The UN Global Compact’s Private Sector Forum: Beyond CSR?

GBC-Education Executive Chair Sarah Brown on a panel with Minister for Education and Culture of Mozambique Graca Machel at Theirworld and UNICEF’s #UpForSchool Town Hall event on Sept. 28. / Getty Images for #UpForSchool.

We all know that Corporate Social Responsibility is win-win: business does something good for the community, and its employees do their day jobs in more motivated ways as a result of having been involved.

Yesterday, 200,000 Syrian refugee children will have the chance to return to school in Lebanon — some of them for the first time in more than four years. It was because of join efforts from the public and private sectors that these children are able to continue their education due to the innovative double-shift schooling system recently proposed through a collaboration with Theirworld, A World at School, and GBC-Education.

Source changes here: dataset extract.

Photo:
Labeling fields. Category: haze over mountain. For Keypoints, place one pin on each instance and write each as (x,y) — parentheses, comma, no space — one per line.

This year’s UN Global Compact private sector forum, taking place just days before Lebanon’s first day of school, demonstrated the way that many businesses are moving beyond the idea of contributing to efforts like increasing access to education to the world’s out-of-school youth. The private sector’s entrance won’t just disrupt the old humanitarian order: It needs to disrupt the old humanitarian order in order to make a lasting impact. Governments and NGOs are the first to admit that they cannot deliver the new Sustainable Development Goals alone, and increasingly private sector has a business case to help them do so. Every speaker from the UN, including Secretary-General Ban Ki-moon, acknowledged the limits of what the institutions can do. The sweet spot lies in the creation of new alliances, harnessing not just the money that business can donate, but the ingenuity, creativity and networks it can unleash.

So rather than a company like IKEA being asked to contribute to a fund for refugees, it is coming up with ingenious ways to provide affordable shelter. As Mark Zuckerberg explained to us, Facebook’s best contribution is to get refugees online – for every ten people connected, one is lifted out of poverty. Companies like Microsoft and GEMS are coming up with ingenious tech solutions to get schooling where NGOs can’t go – education without borders. If we are able to map where the gaps are in humanitarian delivery, we should be able to matchmake companies with the actions they can take.

GBC-Education is at the heart of this effort. We want to act as a galvaniser of new ways of confronting old challenges; a connector of private sector ideas to humanitarian problems; and an amplifier of the work already underway. Just as governments commit 0.7% of their GDP to fight poverty, the private sector, and individual citizens could commit 0.7% of their profits, and more importantly time. Get this right, and we move beyond CSR as Corporate Social Responsibility to CSR as Corporate Social Results. Please don’t wait to be asked to help.